Is a diagram showing the positional relationship between the super-resolution filter and the light beam,
(B) is a diagram showing the light intensity distribution, and (c) is a diagram showing the light intensity distribution on the information recording medium.

7A and 7B are diagrams for explaining a conventional super-resolution optical head device, wherein FIG. 7A is a diagram illustrating an optical system thereof, and FIG. 7B is a diagram illustrating a light intensity distribution on a photodetector.
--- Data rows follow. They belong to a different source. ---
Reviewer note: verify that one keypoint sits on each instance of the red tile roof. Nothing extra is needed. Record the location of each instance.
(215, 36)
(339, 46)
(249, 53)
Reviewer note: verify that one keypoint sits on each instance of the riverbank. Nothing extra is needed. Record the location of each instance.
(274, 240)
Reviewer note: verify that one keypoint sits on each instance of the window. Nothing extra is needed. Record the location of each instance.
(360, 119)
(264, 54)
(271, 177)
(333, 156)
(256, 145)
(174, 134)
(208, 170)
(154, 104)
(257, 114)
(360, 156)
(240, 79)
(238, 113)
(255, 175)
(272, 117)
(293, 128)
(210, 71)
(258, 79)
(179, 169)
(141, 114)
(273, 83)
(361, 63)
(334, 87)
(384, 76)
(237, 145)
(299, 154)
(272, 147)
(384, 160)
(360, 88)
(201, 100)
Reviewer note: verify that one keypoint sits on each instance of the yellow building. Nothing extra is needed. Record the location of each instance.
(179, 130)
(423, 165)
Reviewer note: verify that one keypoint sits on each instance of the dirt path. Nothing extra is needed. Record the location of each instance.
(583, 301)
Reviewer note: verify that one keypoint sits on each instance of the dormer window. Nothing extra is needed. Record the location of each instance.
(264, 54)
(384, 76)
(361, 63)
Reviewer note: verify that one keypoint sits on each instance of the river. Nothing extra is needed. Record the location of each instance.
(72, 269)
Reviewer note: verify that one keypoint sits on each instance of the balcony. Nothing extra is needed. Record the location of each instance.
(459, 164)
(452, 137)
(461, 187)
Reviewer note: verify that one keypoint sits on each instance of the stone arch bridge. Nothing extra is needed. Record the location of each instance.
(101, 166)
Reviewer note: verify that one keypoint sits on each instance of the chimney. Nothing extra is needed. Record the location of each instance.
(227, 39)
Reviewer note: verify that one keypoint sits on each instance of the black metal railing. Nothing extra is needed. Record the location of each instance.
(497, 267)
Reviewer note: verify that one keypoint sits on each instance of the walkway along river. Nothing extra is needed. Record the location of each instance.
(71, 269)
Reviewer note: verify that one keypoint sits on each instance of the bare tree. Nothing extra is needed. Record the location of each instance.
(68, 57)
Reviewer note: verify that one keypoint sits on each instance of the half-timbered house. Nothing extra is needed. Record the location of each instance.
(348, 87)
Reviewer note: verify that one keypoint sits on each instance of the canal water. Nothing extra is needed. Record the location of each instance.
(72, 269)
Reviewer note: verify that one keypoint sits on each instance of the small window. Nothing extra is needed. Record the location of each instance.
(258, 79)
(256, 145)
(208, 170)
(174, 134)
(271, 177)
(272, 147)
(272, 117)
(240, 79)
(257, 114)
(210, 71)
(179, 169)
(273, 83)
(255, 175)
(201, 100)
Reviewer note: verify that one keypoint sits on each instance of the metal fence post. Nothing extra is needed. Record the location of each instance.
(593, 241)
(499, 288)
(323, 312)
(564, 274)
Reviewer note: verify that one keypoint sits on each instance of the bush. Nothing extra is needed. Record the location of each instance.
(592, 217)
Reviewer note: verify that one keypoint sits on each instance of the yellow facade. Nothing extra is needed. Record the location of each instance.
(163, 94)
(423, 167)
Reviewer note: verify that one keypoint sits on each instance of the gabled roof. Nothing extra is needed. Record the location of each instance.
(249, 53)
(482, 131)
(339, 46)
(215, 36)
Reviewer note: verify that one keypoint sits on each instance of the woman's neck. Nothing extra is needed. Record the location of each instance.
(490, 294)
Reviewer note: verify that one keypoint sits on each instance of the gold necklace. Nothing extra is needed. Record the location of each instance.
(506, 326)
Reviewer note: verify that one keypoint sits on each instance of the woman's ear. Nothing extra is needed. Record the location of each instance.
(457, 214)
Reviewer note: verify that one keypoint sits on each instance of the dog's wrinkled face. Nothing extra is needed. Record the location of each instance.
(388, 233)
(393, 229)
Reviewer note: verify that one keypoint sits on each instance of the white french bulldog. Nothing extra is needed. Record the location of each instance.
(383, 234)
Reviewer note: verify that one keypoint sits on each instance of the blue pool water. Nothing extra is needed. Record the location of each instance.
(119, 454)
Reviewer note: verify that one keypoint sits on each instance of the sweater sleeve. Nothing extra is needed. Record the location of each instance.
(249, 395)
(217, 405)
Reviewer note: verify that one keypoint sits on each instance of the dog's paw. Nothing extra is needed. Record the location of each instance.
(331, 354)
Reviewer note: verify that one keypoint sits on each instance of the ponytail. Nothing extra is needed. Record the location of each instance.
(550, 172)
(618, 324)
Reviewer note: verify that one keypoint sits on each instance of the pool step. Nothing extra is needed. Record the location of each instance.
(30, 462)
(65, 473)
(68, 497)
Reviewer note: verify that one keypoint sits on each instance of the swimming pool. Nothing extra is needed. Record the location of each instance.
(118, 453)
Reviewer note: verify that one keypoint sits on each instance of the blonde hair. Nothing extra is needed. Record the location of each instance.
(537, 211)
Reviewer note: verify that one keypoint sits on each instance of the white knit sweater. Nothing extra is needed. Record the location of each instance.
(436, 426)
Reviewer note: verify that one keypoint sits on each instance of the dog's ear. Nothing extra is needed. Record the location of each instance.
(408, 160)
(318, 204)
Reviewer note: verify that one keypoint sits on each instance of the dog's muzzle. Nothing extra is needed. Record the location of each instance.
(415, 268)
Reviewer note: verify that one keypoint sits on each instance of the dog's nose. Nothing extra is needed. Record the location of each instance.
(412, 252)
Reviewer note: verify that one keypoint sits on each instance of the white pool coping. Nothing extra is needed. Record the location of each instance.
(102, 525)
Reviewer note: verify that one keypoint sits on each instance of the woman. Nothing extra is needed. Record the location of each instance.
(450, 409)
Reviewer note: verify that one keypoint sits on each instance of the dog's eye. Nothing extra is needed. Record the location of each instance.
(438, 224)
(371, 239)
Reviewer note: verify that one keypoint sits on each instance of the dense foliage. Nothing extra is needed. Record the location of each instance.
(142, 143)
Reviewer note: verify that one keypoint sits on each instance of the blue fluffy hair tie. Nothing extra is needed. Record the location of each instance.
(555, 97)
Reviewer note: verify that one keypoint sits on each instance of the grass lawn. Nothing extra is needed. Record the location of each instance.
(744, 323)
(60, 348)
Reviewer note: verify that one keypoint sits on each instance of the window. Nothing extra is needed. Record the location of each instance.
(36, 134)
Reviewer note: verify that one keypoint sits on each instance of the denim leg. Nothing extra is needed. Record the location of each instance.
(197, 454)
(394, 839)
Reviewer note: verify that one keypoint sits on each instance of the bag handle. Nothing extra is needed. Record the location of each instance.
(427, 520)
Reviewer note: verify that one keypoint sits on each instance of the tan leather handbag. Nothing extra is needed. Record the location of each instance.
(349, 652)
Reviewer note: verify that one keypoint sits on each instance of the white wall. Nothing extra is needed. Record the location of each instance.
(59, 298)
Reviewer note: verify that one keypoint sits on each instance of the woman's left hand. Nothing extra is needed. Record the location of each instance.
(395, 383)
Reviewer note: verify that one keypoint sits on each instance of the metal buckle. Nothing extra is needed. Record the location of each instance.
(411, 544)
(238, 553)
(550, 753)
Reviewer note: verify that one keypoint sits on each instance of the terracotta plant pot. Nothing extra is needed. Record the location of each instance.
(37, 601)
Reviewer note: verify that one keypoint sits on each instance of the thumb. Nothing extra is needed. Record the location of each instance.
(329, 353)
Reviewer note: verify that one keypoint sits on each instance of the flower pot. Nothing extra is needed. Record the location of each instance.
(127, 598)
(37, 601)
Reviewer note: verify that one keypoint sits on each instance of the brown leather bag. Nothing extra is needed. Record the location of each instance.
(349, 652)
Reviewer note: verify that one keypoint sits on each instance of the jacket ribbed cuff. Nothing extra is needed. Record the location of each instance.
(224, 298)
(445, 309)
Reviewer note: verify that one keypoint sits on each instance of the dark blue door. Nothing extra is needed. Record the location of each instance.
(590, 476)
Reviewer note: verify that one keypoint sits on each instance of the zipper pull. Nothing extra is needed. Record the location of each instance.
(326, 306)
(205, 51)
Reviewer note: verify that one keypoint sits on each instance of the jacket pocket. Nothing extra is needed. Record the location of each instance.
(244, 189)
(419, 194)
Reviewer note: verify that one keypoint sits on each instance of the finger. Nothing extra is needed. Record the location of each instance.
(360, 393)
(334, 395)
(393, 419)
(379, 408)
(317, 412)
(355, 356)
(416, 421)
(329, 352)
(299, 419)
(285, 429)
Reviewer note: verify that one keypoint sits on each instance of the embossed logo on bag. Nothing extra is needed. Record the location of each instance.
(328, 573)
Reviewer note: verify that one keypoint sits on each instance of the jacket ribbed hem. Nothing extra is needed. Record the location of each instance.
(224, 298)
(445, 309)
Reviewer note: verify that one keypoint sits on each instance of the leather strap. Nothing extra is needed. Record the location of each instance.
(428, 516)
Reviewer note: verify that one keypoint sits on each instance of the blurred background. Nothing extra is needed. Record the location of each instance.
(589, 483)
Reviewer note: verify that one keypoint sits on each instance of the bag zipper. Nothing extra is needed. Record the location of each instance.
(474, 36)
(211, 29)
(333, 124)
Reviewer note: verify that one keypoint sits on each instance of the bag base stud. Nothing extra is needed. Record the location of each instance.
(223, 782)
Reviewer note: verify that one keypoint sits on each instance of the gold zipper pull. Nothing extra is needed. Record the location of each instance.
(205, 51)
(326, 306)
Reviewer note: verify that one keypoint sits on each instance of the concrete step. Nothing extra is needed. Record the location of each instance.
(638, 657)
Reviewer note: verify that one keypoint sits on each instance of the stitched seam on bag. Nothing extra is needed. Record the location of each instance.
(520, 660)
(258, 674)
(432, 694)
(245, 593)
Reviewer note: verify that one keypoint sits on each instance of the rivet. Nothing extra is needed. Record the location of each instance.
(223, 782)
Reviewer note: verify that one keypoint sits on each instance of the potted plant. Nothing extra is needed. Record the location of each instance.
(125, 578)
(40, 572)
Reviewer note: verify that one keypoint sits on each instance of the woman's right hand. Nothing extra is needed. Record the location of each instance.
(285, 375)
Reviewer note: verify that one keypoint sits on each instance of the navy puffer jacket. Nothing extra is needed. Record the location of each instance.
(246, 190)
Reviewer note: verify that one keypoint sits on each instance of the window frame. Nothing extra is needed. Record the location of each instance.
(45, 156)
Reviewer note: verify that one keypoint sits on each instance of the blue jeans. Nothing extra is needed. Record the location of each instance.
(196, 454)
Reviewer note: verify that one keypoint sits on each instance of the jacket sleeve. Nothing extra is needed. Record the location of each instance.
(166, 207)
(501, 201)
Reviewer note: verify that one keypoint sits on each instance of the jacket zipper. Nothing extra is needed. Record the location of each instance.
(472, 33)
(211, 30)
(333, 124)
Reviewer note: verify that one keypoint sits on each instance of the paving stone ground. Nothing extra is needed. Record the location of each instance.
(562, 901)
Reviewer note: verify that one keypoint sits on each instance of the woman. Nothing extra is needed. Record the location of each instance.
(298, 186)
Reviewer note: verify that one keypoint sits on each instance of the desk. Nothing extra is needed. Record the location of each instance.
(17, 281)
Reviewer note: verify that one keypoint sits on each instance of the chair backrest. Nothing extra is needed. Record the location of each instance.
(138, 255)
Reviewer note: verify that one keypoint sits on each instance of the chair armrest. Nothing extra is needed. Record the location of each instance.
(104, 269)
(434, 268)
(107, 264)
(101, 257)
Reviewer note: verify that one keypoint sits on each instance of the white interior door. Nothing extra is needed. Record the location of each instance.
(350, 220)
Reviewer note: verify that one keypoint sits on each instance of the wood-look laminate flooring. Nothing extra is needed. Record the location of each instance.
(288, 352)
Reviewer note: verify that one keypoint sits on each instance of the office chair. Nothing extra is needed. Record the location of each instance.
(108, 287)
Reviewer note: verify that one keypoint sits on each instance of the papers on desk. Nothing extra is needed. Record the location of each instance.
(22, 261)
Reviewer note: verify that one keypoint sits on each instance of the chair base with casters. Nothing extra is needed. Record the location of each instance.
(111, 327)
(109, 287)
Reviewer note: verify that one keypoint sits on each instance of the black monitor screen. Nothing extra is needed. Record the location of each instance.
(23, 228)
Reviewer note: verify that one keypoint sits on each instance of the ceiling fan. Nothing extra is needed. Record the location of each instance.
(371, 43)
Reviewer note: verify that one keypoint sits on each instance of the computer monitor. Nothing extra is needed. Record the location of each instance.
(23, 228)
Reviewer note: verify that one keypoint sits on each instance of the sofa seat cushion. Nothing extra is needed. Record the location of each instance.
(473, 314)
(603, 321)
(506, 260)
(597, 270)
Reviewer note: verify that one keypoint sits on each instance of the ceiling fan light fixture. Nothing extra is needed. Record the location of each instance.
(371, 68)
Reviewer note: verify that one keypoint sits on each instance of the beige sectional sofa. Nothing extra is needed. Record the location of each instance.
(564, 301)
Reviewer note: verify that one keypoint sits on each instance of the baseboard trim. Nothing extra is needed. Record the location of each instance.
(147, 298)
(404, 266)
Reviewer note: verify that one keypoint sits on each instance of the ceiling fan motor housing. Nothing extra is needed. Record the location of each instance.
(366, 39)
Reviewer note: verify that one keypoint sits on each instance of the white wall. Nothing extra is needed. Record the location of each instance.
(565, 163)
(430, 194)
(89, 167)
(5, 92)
FIG. 8 is a diagram showing a three-division photodetector used in a conventional super-resolution optical head device.

[Explanation of symbols]

 Reference Signs List 1 light source 2 collimating lens 3, 21 super-resolution filter 4a, 4b, 6, 18a, 18b objective lens 5, 17 beam splitter 7 information recording medium 8, 11, 12 re-focusing lens 9 pinhole 10, 14 photodetector Reference Signs List 15 attenuator 16 differential amplifier 22 light beam 23 normal beam profile 24 beam profile of super-resolution spot 26, 41 main lobe 25, 42 side lobe 40 three-segment photodetector

Claims (5)

(57) [Claims] A light source; a super-resolution generating means for generating a super-resolution spot on the information recording medium; and a light condensing means for condensing light passing through the super-resolution generating means on the information recording medium. An optical system, a light receiving optical system for receiving light transmitted through the information recording medium, a lens for re-imaging light from the light receiving optical system, and detecting a central portion of the light re-imaged by the lens An optical head device comprising light detecting means, wherein a numerical aperture of the light receiving optical system is larger than a numerical aperture of the light collecting optical system. 2. The optical head device according to claim 1, wherein said light receiving optical system comprises a light receiving objective lens. 3. A beam splitter for reflecting a side lobe component reflected from the light detecting means, a correction light detecting means for condensing and receiving light from the beam splitter, and the light detecting means. 3. The optical head device according to claim 1, further comprising a differential amplifier for obtaining a difference signal between the signals from the correction light detection means. 4. The optical head device according to claim 1, wherein said light detecting means is a three-division light detector. 5. The optical head device according to claim 1, wherein an infinite system lens and / or a finite system lens is used as the lens of the condensing optical system and / or the light receiving optical system.